Au commencement était le Virus. Et la peinture, peu à peu contaminée, dévorée, phagocytée par des virus informatiques lui dévorant ses couleurs, se transforma sous nos yeux en monochrome… A travers cet « Art rétinal revisité : histoire de l’œil », 20 peintures assistées par robot (dont 10 sont accompagnées d’animations numériques), nous font vivre en direct l’intrusion de ferments de vie artificielle dans l’image. Mais Dieu merci, nous avons affaire à de gentils virus nullement rebelles, bien élevés et tout… Avant destruction l’artiste fixe le moment où – arrêt sur image – la peinture trouve son salut ! Rien d’aléatoire donc, un petit virus ne saurait abolir un hasard programmé. Et ce hasard offre nuances et coloris à l’envi sous un voile arachnéen.
Docteur en philosophie et pionnier dans le développement de l’art numérique, Joseph Nechvatal travaille entre New York et Paris avec les images électroniques de la technologie informatique depuis près d’un quart de siècle. Ses peintures, assistées par ordinateur, traduisent des images du corps humain en unités picturales que les virus informatiques s’empressent d’attaquer. Sans son intervention, le processus de propagation s’achèverait par la destruction complète de l’image initiale. La peinture sur toile contaminée par les nouvelles technologies digitales génère alors une interface entre le réel et le virtuel, ce que l’artiste appelle le « viractuel ». Mais ces animations virales ainsi associées aux toiles permettent à l’artiste de rappeler son opposition à Marcel Duchamp qui considérait que l’art qui fait appel à l’intelligence ne saurait flatter l’œil. « L’art intelligent n’a pas besoin d’être opposé au regard agréable. Une belle femme peut également être incroyablement intelligente » conclut-il.
Mort et sexualité
Référence au livre de Georges Bataille Histoire de l’œil, ouvrage sulfureux comme on se plaît parfois à dire, à la croisée du sacré et d’un érotisme exacerbé que fascine l’outrance du désir, ultime transgression avant d’atteindre cette expérience intérieure où dialoguent Eros et Thanatos, ce sous-titre de l’exposition est aussi un hommage à la fiction érotique de l’écrivain. « Pour Bataille, l’excès est la facette non hypocrite de l’homme, qu’il a interprété comme une dépense non productive empêtrée avec la joie de vivre. L’excès est, pour Bataille, moins un surplus qu’un passage efficace au-delà des limites établies ; une impulsion qui dépasse même son propre seuil. Une vision engagée va aussi dans ce sens, comme il y a toujours quelque chose de plus à voir. »

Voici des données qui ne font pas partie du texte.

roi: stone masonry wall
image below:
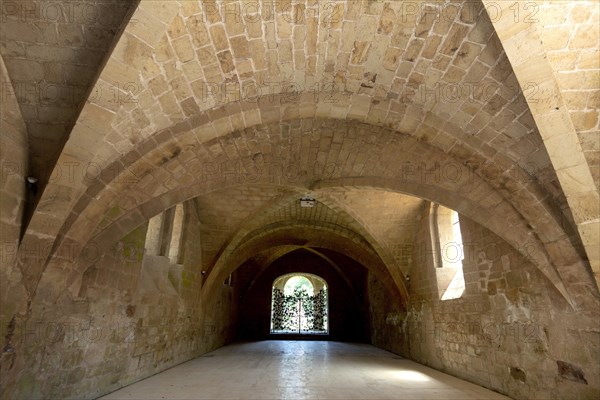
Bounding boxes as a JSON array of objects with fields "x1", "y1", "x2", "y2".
[
  {"x1": 3, "y1": 202, "x2": 233, "y2": 399},
  {"x1": 0, "y1": 57, "x2": 28, "y2": 400},
  {"x1": 369, "y1": 205, "x2": 600, "y2": 400}
]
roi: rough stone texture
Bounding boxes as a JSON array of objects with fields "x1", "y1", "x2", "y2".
[
  {"x1": 0, "y1": 0, "x2": 137, "y2": 189},
  {"x1": 0, "y1": 0, "x2": 600, "y2": 398},
  {"x1": 3, "y1": 203, "x2": 235, "y2": 398}
]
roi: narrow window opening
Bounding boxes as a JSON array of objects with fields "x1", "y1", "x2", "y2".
[
  {"x1": 271, "y1": 274, "x2": 329, "y2": 334},
  {"x1": 169, "y1": 204, "x2": 183, "y2": 264},
  {"x1": 144, "y1": 204, "x2": 185, "y2": 264},
  {"x1": 430, "y1": 204, "x2": 465, "y2": 300}
]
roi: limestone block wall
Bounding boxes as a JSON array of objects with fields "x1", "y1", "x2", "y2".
[
  {"x1": 369, "y1": 205, "x2": 600, "y2": 399},
  {"x1": 3, "y1": 203, "x2": 239, "y2": 399},
  {"x1": 0, "y1": 57, "x2": 28, "y2": 396}
]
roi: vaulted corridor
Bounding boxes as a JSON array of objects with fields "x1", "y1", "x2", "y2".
[
  {"x1": 101, "y1": 341, "x2": 508, "y2": 400},
  {"x1": 0, "y1": 0, "x2": 600, "y2": 400}
]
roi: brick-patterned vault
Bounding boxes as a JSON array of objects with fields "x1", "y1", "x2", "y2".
[{"x1": 0, "y1": 0, "x2": 600, "y2": 399}]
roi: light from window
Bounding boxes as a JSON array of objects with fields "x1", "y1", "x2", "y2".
[
  {"x1": 144, "y1": 204, "x2": 185, "y2": 264},
  {"x1": 431, "y1": 204, "x2": 465, "y2": 300}
]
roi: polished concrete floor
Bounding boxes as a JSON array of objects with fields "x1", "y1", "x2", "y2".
[{"x1": 102, "y1": 341, "x2": 508, "y2": 400}]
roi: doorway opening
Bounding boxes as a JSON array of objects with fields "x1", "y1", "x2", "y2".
[{"x1": 271, "y1": 273, "x2": 329, "y2": 335}]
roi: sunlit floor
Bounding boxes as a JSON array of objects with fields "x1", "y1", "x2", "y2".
[{"x1": 102, "y1": 341, "x2": 508, "y2": 400}]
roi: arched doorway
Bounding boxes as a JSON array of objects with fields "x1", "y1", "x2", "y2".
[{"x1": 271, "y1": 273, "x2": 329, "y2": 335}]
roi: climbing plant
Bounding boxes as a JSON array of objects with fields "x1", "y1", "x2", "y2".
[{"x1": 271, "y1": 287, "x2": 327, "y2": 333}]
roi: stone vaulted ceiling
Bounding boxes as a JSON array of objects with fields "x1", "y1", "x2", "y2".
[{"x1": 1, "y1": 0, "x2": 600, "y2": 308}]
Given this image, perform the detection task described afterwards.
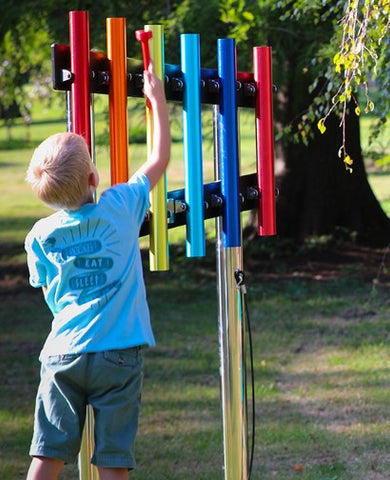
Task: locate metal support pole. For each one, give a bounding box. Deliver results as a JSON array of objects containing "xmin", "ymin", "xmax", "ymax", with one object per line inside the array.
[{"xmin": 214, "ymin": 35, "xmax": 248, "ymax": 480}]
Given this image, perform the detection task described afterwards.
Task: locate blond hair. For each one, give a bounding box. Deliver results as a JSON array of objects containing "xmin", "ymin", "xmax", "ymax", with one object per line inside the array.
[{"xmin": 26, "ymin": 132, "xmax": 94, "ymax": 210}]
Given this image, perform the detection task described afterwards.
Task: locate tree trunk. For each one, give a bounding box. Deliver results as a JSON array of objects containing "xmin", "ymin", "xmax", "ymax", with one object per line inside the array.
[{"xmin": 276, "ymin": 109, "xmax": 390, "ymax": 246}]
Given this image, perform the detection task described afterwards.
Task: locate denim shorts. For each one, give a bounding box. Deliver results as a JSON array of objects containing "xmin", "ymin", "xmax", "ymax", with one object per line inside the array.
[{"xmin": 30, "ymin": 347, "xmax": 143, "ymax": 469}]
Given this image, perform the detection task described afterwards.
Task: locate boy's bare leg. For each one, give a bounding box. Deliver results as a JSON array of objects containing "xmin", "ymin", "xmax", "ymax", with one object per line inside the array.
[
  {"xmin": 27, "ymin": 457, "xmax": 64, "ymax": 480},
  {"xmin": 98, "ymin": 467, "xmax": 129, "ymax": 480}
]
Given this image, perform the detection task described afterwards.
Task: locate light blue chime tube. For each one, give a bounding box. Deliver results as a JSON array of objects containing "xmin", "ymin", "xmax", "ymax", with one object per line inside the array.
[
  {"xmin": 180, "ymin": 33, "xmax": 206, "ymax": 257},
  {"xmin": 214, "ymin": 39, "xmax": 248, "ymax": 480}
]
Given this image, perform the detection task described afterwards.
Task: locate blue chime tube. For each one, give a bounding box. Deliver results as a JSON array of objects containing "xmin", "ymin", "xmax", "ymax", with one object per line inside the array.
[
  {"xmin": 217, "ymin": 38, "xmax": 241, "ymax": 248},
  {"xmin": 180, "ymin": 33, "xmax": 206, "ymax": 257}
]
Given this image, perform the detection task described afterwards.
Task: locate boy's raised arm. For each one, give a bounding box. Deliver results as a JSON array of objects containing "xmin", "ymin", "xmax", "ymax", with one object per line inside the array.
[{"xmin": 140, "ymin": 62, "xmax": 171, "ymax": 189}]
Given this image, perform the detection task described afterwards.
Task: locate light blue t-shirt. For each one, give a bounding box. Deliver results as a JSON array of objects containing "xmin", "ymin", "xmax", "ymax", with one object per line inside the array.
[{"xmin": 25, "ymin": 174, "xmax": 155, "ymax": 359}]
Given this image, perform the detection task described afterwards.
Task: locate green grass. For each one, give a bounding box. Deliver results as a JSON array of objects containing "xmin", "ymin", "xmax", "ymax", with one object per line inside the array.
[{"xmin": 0, "ymin": 251, "xmax": 390, "ymax": 480}]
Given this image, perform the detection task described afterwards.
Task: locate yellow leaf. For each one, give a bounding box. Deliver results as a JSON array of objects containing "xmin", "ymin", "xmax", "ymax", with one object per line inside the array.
[{"xmin": 317, "ymin": 118, "xmax": 326, "ymax": 134}]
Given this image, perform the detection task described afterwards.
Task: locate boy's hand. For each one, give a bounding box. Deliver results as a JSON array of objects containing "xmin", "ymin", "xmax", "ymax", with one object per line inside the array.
[{"xmin": 143, "ymin": 61, "xmax": 165, "ymax": 104}]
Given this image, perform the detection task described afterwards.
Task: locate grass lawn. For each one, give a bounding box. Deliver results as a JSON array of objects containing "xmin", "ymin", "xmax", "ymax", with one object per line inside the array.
[{"xmin": 0, "ymin": 99, "xmax": 390, "ymax": 480}]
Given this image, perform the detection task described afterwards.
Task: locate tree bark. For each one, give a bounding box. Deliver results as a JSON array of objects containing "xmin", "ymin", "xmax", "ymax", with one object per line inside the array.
[{"xmin": 276, "ymin": 109, "xmax": 390, "ymax": 246}]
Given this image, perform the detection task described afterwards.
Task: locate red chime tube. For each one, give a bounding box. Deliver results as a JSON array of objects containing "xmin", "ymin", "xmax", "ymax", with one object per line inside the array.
[
  {"xmin": 69, "ymin": 11, "xmax": 91, "ymax": 150},
  {"xmin": 253, "ymin": 47, "xmax": 276, "ymax": 236}
]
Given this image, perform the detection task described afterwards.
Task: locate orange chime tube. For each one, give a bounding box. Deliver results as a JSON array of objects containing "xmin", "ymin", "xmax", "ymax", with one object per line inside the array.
[{"xmin": 106, "ymin": 18, "xmax": 129, "ymax": 185}]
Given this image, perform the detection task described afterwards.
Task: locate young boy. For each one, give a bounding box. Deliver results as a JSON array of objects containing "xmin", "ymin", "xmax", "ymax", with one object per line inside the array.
[{"xmin": 25, "ymin": 64, "xmax": 171, "ymax": 480}]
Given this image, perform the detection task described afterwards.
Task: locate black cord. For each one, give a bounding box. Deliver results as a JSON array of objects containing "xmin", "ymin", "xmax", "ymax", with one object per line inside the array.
[{"xmin": 234, "ymin": 270, "xmax": 256, "ymax": 480}]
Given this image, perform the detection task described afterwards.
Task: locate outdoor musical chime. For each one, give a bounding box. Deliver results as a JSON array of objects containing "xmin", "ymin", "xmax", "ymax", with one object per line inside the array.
[{"xmin": 52, "ymin": 11, "xmax": 276, "ymax": 480}]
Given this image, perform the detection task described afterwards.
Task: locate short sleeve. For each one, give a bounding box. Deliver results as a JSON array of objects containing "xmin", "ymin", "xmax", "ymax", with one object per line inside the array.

Si lèvres et rectum sont ici les images choisies pour l’exposition, l’artiste new-yorkais explique : « Les yeux sont braqués et centrés par des peintures-animations qui examinent les lèvres du rectum humain. J’ai constaté que l’œil était la valve la plus haute située sur l’échelle de la machine du désir humain – et le rectum la plus basse. Et je voulais qu’elles soient similaires… Toutes deux contrôlées par des sphincters influencés par la psyché. »
Prolongeant Art rétinal, une projection de Viral SymphOny de Joseph Nechvatal et Stéphane Sikora aura lieu, suivie d’une performance du compositeur américain Rhys Chatham qui interprétera Viral Concerto, en création simultanée en temps réel avec Joseph Nechvatal. Dans la longue lignée des empêcheurs de voir ou d’écouter en rond – Histoire de l’œil est apparu à travers des recherches théoriques sur le rôle du bruit dans la culture – l’artiste n’a pas fini d’emprunter les chemins dérobés de la connaissance et de l’expérimentation, et de s’interroger sur l’ambivalence sinon l’ambiguïté de l’art d’aujourd’hui.